OCR-D / ocrd_froc

Apache License 2.0

7 stars 2 forks source link

greek confused with italic #5

Open bertsky opened 1 year ago

bertsky commented 1 year ago

I have some material with alternating lines of Latin in Antiqua and Old Greek (interlinear gloss) – the perfect test case IOW.

Unfortunately, the provided model systematically detects italic (with 100% confidence) where Greek should be.

So adaptive will always resort to the SelOCR result, which are wrong half of the time. And of course, when forcing COCR globally, because the OCR model does not have Greek trained into it, the results are not usable either.
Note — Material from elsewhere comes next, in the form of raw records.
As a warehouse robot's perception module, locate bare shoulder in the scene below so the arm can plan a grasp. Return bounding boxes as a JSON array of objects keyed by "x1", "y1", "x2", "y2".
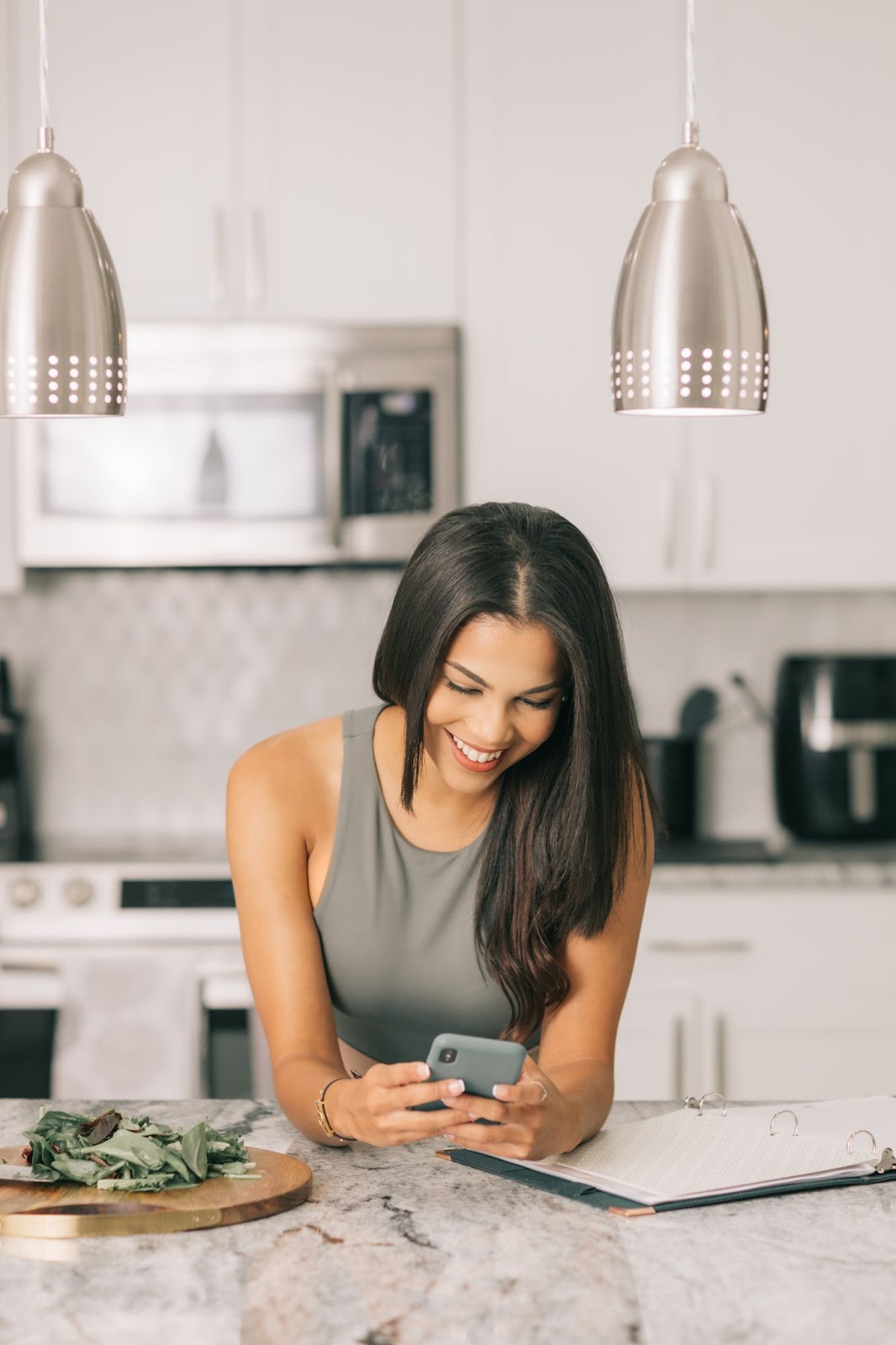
[{"x1": 228, "y1": 715, "x2": 342, "y2": 836}]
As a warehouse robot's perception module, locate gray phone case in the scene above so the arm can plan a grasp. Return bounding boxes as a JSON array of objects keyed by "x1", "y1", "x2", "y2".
[{"x1": 412, "y1": 1031, "x2": 526, "y2": 1111}]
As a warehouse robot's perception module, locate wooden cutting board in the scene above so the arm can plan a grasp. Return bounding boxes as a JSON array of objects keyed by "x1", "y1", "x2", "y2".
[{"x1": 0, "y1": 1145, "x2": 311, "y2": 1237}]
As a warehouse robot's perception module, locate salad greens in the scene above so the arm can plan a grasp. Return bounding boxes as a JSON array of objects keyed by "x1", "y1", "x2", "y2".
[{"x1": 24, "y1": 1110, "x2": 260, "y2": 1190}]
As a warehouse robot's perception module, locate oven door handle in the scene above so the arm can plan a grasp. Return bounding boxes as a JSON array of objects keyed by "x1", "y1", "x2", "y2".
[{"x1": 0, "y1": 952, "x2": 59, "y2": 977}]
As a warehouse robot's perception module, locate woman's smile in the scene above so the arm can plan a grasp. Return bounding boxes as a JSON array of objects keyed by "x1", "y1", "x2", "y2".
[{"x1": 445, "y1": 729, "x2": 504, "y2": 771}]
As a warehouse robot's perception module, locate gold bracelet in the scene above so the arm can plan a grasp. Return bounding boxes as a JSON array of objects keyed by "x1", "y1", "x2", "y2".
[{"x1": 315, "y1": 1074, "x2": 354, "y2": 1145}]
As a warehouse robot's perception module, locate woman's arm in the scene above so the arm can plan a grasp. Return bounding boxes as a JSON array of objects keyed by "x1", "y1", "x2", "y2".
[
  {"x1": 445, "y1": 774, "x2": 654, "y2": 1158},
  {"x1": 228, "y1": 731, "x2": 347, "y2": 1146},
  {"x1": 228, "y1": 736, "x2": 478, "y2": 1147}
]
GemCarr commented 1 year ago

We dont have enough training data on some classes, specifically 'greek', 'hebrew' and 'manuscript'. I will explain everything on the README. For the classifier outputting fonts, we will train it again with more data to solve the problem (then it should output 'greek' instead of the incorrect 'italic'). However, the transcriptions results will probably not be ideal. The COCR in theory can handle these classes but provides with poor results due to the lack of data (as you have seen). On SelOCR it will basically use an OCR trained on all the data we have available (all classes), when confronted with those specific lacking classes (which may be better than the specialized italic model in the case you presented).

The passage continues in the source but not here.